After leaving St. John de Ulloa, the adventurers suffered great privations. Their design to replenish their failing stock of provisions had been frustrated, and Hawkins was now threatened with mutiny among the crew, because of the famine that seemed imminent, and which he was powerless to avert. They entered a creek in the Bay of Mexico, at the mouth of the river Tampico. A number of the men demanded to be left on shore, declaring that they would rather be on shore to eat dogs and cats, parrots, rats, and monkeys, than remain on board to starve to death. “Four score and sixteen” men thus elected to be left on shore. Job Hortop, one of the crew, who left a narrative of the voyage, states that Hawkins counselled the men he was leaving to “serve God and love one another, and courteously bade them a sorrowful farewell.” On the return voyage, Hawkins and the remnant with him, sustained great hardships and privations. At Vigo, where he touched, he met with some English ships, from which he was able to obtain, by arrangement, twelve stout seamen, to assist his reduced and enfeebled crew, in the working of his ships for the remainder of the homeward voyage. He sailed from Vigo on the 20th January 1569, and reached Mount’s Bay, Cornwall, on the 25th of the same month. Thus ended his third eventful and disastrous expedition to El Dorado.

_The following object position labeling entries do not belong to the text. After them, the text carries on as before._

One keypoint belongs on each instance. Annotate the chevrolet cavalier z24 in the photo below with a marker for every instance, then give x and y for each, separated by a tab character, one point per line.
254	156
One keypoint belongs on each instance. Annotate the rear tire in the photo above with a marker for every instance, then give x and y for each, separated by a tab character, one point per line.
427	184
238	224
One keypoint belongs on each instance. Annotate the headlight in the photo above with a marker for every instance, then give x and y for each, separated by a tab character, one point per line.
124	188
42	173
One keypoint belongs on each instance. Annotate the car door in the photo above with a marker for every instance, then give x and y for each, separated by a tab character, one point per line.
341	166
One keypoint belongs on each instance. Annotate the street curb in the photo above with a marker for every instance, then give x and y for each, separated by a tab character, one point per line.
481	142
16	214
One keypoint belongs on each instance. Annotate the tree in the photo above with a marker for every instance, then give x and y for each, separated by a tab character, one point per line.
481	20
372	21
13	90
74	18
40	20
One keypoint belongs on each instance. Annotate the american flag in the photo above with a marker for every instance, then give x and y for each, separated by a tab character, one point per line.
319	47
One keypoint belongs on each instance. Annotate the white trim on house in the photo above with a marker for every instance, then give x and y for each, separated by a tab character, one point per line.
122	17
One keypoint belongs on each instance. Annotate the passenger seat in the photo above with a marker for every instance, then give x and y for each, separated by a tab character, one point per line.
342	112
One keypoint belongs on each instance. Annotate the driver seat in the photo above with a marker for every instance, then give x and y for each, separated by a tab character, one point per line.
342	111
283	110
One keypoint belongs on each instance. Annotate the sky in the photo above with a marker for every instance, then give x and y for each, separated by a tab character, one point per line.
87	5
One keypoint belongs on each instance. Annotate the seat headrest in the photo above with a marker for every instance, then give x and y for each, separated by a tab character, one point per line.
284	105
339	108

The poor fellows, left on shore in Mexico, entered upon a terrible campaign of danger and suffering. The first party of Indians that the castaways fell in with, slaughtered a number of them, but on discovering that they were not Spaniards, whom the Indians hated inveterately, spared the remainder, and directed them to the port of Tampico. It is recorded of two of their number, Richard Brown and Richard Twide, that they performed the wonderful feat, under such cruel disadvantages and difficulties, of marching across the North American continent from Mexico to Nova Scotia,—from which they were brought home in a French ship. Others of the wanderers fell into the hands of the Spaniards, who sent some of them prisoners to Mexico, and others to Spain, where, by sentence of the Holy Inquisition, some were burnt to death, and others consigned for long terms to imprisonment. Miles Philips, one of the crew, reached England, after many perilous adventures and hair-breadth ’scapes, in 1582. Job Hortop and John Bone were sentenced to imprisonment for ten years. Hortop, after twenty-three years’ absence from England, spent in Hawkins’ fleet, and in wanderings, imprisonment, and divers perils, reached home in 1590, and wrote an interesting account of the voyage, and of his personal adventures.

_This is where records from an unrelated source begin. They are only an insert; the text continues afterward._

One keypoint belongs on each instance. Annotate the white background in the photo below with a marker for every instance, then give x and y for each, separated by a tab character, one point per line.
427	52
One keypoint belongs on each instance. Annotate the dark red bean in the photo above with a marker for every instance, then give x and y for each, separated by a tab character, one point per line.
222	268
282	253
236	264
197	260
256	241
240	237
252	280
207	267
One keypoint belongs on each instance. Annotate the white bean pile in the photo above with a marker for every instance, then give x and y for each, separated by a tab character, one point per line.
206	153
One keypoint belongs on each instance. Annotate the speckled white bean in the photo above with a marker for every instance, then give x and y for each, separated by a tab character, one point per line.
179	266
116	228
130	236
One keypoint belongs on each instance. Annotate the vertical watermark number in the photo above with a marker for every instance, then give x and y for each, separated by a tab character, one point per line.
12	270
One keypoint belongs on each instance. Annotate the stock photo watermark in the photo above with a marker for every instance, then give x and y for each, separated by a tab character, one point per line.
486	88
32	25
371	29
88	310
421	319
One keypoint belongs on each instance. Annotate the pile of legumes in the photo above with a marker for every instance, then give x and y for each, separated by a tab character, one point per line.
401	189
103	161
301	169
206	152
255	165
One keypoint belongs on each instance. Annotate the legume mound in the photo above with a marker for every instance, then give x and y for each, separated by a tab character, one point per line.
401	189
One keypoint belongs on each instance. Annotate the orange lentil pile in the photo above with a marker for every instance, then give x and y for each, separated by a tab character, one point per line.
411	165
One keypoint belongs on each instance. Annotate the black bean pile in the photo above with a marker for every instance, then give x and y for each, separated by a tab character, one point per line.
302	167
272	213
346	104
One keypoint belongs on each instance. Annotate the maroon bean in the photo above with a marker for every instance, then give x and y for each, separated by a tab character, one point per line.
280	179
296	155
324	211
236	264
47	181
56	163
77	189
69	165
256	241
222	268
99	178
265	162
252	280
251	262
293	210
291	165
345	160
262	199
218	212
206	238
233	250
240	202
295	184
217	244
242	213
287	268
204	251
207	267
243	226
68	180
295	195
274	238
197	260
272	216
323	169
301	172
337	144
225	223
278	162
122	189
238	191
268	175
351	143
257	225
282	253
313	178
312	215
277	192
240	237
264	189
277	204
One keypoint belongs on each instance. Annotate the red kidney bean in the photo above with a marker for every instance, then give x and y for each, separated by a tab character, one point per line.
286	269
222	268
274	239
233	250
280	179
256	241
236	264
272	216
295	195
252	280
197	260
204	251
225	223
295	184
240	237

SIR JOHN HAWKINS PURSUING THE SHIPS OF THE ARMADA.
In his last expedition Hawkins had returned with impaired fortune, but without dishonour. He had, indeed, added to the lustre of England, and to his personal renown, by the skill and valour he had displayed in the affair of St. John de Ulloa,—in which the glory was his, and infamy attached to the treacherous Spaniards, whose immense superiority in strength should have enabled them to extinguish their enemy, instead of being beaten by him. In recognition of his valour, Hawkins was granted by Clarencieux, king at arms, further heraldic honours, in an augmentation of his arms; he was also appointed Treasurer to the Navy, an office of great honour and profit.